Expertinneninterview über das Leben im Chaos. Dr. Elisabeth Vykoukal, Gruppenpsychoanalytikerin an der Sigmund Freud Privatuniversität in Wien, erklärt das Messie-Phänomen und spricht über Therapieoptionen.
„Messies“ werden jene Menschen genannt, die ihren Lebensbereich drastisch einschränken, indem sie zum Beispiel ihre Wohnung mit Dingen überfüllen und sich unter Umständen dadurch die Organisation des Alltagslebens extrem erschweren. Die Autorin sprach mit Gruppenpsychoanalytikerin Dr. Elisabeth Vykoukal, verantwortlich für die klinische Arbeit mit Messies an der Sigmund Freud Privat Universität in Wien, über das Krankheitsbild.
Wie erkennt man als Außenstehender, dass ein Mensch ein Messie ist?
Sehr schwer bis gar nicht. Die äußere Erscheinung der Betroffenen ist nicht vernachlässigt. Auffällig mag vielleicht sein, wenn sie nicht besucht werden wollen; oder eventuell, wenn sie ständig zu spät kommen und Termine absagen. Das kann aber natürlich auch andere Gründe haben. Wenn Sie ein gutes Vertrauensverhältnis zu einem Messie haben, könnte es auch sein, dass er von selbst von seinem Problem erzählt. Das Thema ist aber doch sehr Scham besetzt.
Wann ist das eigene Chaos als grenzwertig anzusehen?
Wir haben auf der Internetseite unserer Universität einen Test für nicht bekennende Messies.

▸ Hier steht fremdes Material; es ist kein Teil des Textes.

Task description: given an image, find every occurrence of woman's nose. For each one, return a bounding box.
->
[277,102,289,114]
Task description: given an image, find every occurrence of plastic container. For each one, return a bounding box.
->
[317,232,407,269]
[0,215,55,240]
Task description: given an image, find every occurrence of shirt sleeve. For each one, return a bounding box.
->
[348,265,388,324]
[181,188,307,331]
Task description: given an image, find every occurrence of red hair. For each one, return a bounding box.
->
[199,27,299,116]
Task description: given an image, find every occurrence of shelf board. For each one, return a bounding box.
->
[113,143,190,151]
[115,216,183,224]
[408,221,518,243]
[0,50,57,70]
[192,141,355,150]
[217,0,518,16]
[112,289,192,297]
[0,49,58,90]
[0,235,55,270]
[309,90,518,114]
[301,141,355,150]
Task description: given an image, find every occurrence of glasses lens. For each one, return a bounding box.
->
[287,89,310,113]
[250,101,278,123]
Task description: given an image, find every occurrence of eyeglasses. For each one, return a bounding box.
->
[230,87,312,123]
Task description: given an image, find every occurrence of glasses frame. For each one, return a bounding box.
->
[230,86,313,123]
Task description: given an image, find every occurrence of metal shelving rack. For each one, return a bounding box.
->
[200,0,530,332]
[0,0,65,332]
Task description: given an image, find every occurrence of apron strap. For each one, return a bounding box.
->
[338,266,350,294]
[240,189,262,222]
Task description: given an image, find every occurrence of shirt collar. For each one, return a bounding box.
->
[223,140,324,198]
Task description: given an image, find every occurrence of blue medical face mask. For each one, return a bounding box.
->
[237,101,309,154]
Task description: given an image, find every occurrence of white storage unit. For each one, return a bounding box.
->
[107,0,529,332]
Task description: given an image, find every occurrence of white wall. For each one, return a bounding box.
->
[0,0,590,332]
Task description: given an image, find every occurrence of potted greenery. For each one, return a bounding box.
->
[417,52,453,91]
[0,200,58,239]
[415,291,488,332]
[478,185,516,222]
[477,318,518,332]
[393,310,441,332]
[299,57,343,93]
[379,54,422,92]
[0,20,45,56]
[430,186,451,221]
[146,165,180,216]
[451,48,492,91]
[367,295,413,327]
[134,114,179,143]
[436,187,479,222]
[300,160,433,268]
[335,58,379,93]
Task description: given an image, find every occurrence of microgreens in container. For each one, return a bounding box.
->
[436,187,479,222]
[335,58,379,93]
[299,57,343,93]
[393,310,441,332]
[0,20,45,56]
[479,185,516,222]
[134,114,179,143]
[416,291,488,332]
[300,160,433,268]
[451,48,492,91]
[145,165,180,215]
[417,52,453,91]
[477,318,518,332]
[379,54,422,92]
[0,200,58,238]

Eine doch recht aussagekräftige Frage in diesem ist, wie lange man braucht, zusammen zu räumen, um Freunde empfangen zu können. Wenn man als Betroffener bei der Antwort auf diese Frage beginnt, herum zu stottern oder sagt: „Mehr als einen Tag“, könnte das ein Hinweis für das Messie-Phänomen sein.
Stimmt es, dass Betroffene oft auch eine Zwangsstörung haben?
Es gibt Forscher, die überzeugt davon sind, dass Messies eine Zwangsstörung haben. Bei unseren Untersuchungen an der Ambulanz haben wir jedoch herausgefunden: Nicht unbedingt! Manche Betroffene sind auch depressiv bzw. haben ein Suchtproblem. Deshalb sind wir der Ansicht, dass Messies als eigenständiges Störungsbild dokumentiert werden sollten.
Was mit dem Zwang übereinstimmt ist, dass zum Beispiel das Sammeln als etwas wahrgenommen wird, das einen treibt, wo man keine Kontrolle darüber hat. Das kennen wir ja aber von anderen neurotischen Störungen auch! Es werden oft auch destruktive/aggressive Persönlichkeitsanteile mit dem Überfüllen der Wohnung gebändigt und die Libido auf den Umgang mit Dingen verschoben.
Kann der Hausarzt Messies helfen?
In der Regel brauchen die Menschen eine intensive Betreuung, weil große Angst damit verbunden ist, sich von Sachen zu trennen. Der Arzt hat hier in der Regel nicht die Zeit für die nötige Motivation und Hilfe. Er kann aber versuchen, den Patienten zu motivieren, einen Psychotherapeuten oder Hilfs-, zum Beispiel Aufräumdienste, in Anspruch zu nehmen. Der Patient muss freilich auch bereit sein, sich helfen zu lassen!
Wie sieht die optimale Therapie durch Experten aus?
Es gibt nicht DIE optimale Behandlungsmöglichkeit. Mit Verhaltenstherapien hat man ganz gute Erfahrungen gemacht. Aber auch zum Beispiel mit der Psychoanalyse. Nämlich dann vor allem, wenn es in der frühen Kindheit gestörte Beziehungen mit Müttern oder anderen Betreuungspersonen gab oder wenn frühe traumatische Erfahrungen gemacht wurden. Wir konnten zum Beispiel auch aufzeigen, dass das Messie-Verhalten oft dann zu Tage tritt, wenn Trennungs- und Verlusterfahrungen sich wiederholen. Wir sind die einzigen weltweit, die so breit gefächert forschen!